Napoli, una reazione in stile Gattuso

Lunedì 30 Novembre 2020 di Francesco De Luca

La magia di una notte, di un gol su punizione, di una maglia numero 10 che quel caro amico di Napoli non indossa più. Insigne ha fatto l’omaggio più bello a Maradona, segnando su calcio piazzato e poi correndo verso la panchina per baciare la divisa con i colori della Seleccion argentina che Diego trentaquattro anni fa portò in cima al mondo. Lorenzo è un calciatore di questo mondo, non è come Lui.

È nato nel ‘91, tre mesi dopo la fuga di Maradona da Napoli. Ne ha letto la storia e un giorno vorrebbe dedicargli non solo un gol ma anche uno scudetto. Intanto, fa il capitano di una squadra scossa dalla morte del più grande calciatore di ogni epoca, un figlio di questa città, e l’ha guidata a una strepitosa vittoria contro la Roma, affrontata dagli azzurri con un atteggiamento tattico accorto e tuttavia efficace sul piano offensivo, come confermano i 4 gol.
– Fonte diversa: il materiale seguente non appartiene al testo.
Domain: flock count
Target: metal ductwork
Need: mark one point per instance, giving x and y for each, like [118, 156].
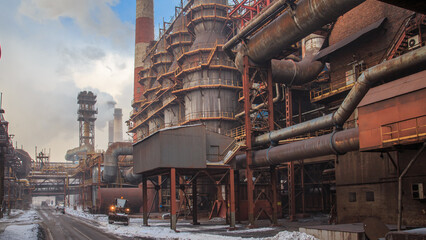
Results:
[131, 177]
[291, 73]
[254, 24]
[404, 65]
[72, 153]
[416, 6]
[334, 143]
[111, 159]
[292, 26]
[279, 97]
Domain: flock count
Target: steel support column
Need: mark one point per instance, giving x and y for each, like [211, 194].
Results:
[194, 203]
[291, 192]
[173, 206]
[145, 200]
[274, 195]
[248, 127]
[232, 198]
[2, 161]
[159, 193]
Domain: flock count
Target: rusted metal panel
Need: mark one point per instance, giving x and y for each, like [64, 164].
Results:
[394, 113]
[402, 86]
[133, 195]
[181, 147]
[414, 234]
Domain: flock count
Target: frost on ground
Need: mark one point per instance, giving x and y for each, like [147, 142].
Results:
[159, 229]
[20, 232]
[20, 225]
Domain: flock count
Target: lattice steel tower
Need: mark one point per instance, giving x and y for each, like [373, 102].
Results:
[86, 117]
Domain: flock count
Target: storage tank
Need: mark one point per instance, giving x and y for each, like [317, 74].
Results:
[210, 79]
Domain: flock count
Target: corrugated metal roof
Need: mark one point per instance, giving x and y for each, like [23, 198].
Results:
[395, 88]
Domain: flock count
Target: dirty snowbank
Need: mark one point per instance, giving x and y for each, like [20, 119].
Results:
[159, 229]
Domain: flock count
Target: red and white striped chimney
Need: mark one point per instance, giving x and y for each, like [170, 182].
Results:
[144, 35]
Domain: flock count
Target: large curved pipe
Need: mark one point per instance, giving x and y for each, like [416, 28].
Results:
[409, 63]
[334, 143]
[254, 25]
[278, 97]
[72, 153]
[131, 177]
[111, 159]
[292, 26]
[291, 73]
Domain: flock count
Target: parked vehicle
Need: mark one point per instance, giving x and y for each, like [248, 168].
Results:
[119, 211]
[60, 207]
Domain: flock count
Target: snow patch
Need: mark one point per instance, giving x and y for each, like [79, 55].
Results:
[20, 232]
[159, 229]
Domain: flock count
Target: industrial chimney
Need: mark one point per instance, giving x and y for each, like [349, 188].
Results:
[118, 125]
[143, 36]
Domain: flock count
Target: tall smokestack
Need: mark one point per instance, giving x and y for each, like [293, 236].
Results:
[110, 131]
[144, 35]
[118, 125]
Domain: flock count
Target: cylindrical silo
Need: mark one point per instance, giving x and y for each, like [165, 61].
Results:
[210, 79]
[118, 125]
[144, 34]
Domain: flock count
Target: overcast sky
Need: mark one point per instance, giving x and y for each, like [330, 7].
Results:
[53, 49]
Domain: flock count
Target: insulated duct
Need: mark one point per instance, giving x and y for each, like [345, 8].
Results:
[334, 143]
[291, 73]
[131, 177]
[75, 152]
[279, 97]
[292, 26]
[253, 25]
[111, 159]
[407, 64]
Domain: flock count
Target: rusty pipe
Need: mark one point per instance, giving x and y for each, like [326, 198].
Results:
[75, 152]
[291, 73]
[253, 26]
[409, 63]
[274, 100]
[131, 177]
[399, 221]
[292, 26]
[333, 143]
[111, 159]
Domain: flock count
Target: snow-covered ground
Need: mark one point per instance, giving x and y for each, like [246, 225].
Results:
[159, 229]
[20, 225]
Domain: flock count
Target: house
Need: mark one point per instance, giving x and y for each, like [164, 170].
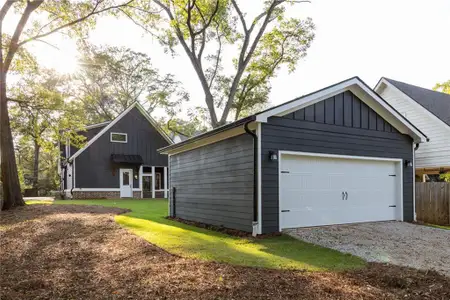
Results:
[430, 112]
[119, 159]
[337, 155]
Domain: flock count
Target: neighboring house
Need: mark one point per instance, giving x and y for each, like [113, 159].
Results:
[430, 112]
[338, 155]
[119, 159]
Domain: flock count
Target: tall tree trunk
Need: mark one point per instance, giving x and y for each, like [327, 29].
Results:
[10, 179]
[37, 149]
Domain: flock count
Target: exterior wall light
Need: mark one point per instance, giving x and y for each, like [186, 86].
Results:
[273, 156]
[408, 163]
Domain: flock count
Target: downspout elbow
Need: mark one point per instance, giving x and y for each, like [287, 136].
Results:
[255, 177]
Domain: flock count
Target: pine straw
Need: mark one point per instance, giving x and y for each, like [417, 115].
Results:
[79, 252]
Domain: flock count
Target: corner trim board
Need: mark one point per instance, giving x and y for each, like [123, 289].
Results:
[260, 220]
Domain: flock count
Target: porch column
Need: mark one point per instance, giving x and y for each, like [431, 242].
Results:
[165, 182]
[153, 182]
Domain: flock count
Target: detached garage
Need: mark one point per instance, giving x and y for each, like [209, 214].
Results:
[338, 155]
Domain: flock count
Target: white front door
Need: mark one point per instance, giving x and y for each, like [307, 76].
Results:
[329, 190]
[126, 183]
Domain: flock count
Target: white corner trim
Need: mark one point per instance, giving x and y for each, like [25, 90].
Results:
[414, 184]
[260, 220]
[352, 84]
[119, 133]
[153, 182]
[411, 101]
[117, 119]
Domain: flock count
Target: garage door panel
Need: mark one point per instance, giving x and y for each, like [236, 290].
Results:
[326, 190]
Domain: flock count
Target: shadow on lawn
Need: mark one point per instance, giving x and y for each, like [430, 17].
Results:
[81, 254]
[272, 252]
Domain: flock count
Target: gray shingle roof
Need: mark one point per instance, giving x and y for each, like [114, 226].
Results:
[435, 102]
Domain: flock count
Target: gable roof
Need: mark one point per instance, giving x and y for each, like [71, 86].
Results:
[117, 119]
[354, 84]
[435, 102]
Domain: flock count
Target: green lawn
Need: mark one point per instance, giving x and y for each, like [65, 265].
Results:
[439, 226]
[147, 220]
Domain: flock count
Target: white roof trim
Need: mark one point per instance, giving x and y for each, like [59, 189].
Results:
[361, 90]
[383, 80]
[117, 119]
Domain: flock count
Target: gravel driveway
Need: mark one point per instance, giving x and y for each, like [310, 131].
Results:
[398, 243]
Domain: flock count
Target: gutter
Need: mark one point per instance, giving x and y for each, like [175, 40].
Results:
[255, 178]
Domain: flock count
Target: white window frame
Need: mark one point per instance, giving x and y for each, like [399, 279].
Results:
[123, 142]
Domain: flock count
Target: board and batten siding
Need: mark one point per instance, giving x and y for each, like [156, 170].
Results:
[93, 167]
[436, 152]
[341, 125]
[214, 183]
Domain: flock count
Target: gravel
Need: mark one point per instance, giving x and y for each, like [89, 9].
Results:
[399, 243]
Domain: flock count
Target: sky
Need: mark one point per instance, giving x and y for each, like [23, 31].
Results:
[406, 40]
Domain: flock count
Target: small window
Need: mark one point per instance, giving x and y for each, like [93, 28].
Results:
[118, 137]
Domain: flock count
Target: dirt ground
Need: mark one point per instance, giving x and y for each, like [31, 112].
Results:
[79, 252]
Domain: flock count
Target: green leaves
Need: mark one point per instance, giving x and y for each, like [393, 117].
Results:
[443, 87]
[112, 78]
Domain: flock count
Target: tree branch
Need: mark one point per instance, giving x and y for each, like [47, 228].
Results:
[206, 25]
[14, 45]
[245, 58]
[6, 6]
[92, 13]
[195, 63]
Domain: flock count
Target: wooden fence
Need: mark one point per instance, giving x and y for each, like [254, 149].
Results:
[433, 202]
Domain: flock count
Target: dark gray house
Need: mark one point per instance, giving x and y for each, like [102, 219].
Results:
[120, 159]
[339, 155]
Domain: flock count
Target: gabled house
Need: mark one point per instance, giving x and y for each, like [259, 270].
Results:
[430, 112]
[119, 159]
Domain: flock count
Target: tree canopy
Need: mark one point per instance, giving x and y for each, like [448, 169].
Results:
[204, 28]
[111, 78]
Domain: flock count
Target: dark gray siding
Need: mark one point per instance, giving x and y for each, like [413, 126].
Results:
[93, 168]
[214, 183]
[340, 125]
[89, 134]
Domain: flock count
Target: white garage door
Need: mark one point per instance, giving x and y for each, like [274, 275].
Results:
[333, 190]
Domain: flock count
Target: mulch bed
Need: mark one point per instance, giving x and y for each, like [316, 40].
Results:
[229, 231]
[79, 252]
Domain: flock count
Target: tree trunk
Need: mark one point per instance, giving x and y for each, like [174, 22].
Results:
[37, 149]
[10, 179]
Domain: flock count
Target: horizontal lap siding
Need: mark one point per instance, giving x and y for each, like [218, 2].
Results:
[214, 183]
[298, 134]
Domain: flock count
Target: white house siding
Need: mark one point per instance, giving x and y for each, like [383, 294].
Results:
[435, 153]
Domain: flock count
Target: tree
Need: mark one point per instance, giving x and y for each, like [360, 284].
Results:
[40, 107]
[73, 17]
[112, 78]
[204, 28]
[443, 87]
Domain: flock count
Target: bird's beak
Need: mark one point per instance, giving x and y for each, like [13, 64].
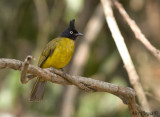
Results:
[79, 34]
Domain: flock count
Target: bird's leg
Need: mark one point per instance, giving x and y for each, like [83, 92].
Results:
[51, 69]
[64, 73]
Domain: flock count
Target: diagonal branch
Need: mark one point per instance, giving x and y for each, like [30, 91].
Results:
[125, 93]
[136, 30]
[122, 48]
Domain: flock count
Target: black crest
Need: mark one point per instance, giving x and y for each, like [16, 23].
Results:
[71, 32]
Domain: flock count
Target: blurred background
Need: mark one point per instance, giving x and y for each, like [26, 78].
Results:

Squalificato Bakayoko, Gattuso ha inserito Demme che si è piazzato davanti alla difesa - lucidissimi Koulibaly e l’ex Manolas, che evidentemente conosce tutti i segreti di Dzeko - e alle spalle del tridente d’attacco ha piazzato Fabian e Zielinski: lo spagnolo e il polacco si sono lanciati a meraviglia negli spazi concessi dagli avversari. Si è notata una maggiore copertura, peraltro rispetto alla precedente partita col Milan - un passo falso che aveva fatto salire la tensione nello spogliatoio, con l’attacco di Rino alla squadra - vi sono state una migliore circolazione di palla e una superiore intensità. Netto il progresso di Lozano, efficace nella trequarti giallorossa e nei ripiegamenti difensivi. La rete di Insigne su punizione - lento di riflessi il portiere stabiese Mirante - ha interrotto una prolungata fase di studio tra le due squadre, con la Roma incapace di attivare Dzeko, tornato in campo dal 1’ dopo il Coronavirus, e Mikhitaryan. Il Napoli ha alzato il ritmo, con Mertens che ha impegnato due volte in pochi minuti Mirante, proprio mentre Fonseca perdeva pezzi: infortuni per Mancini e Veretout. 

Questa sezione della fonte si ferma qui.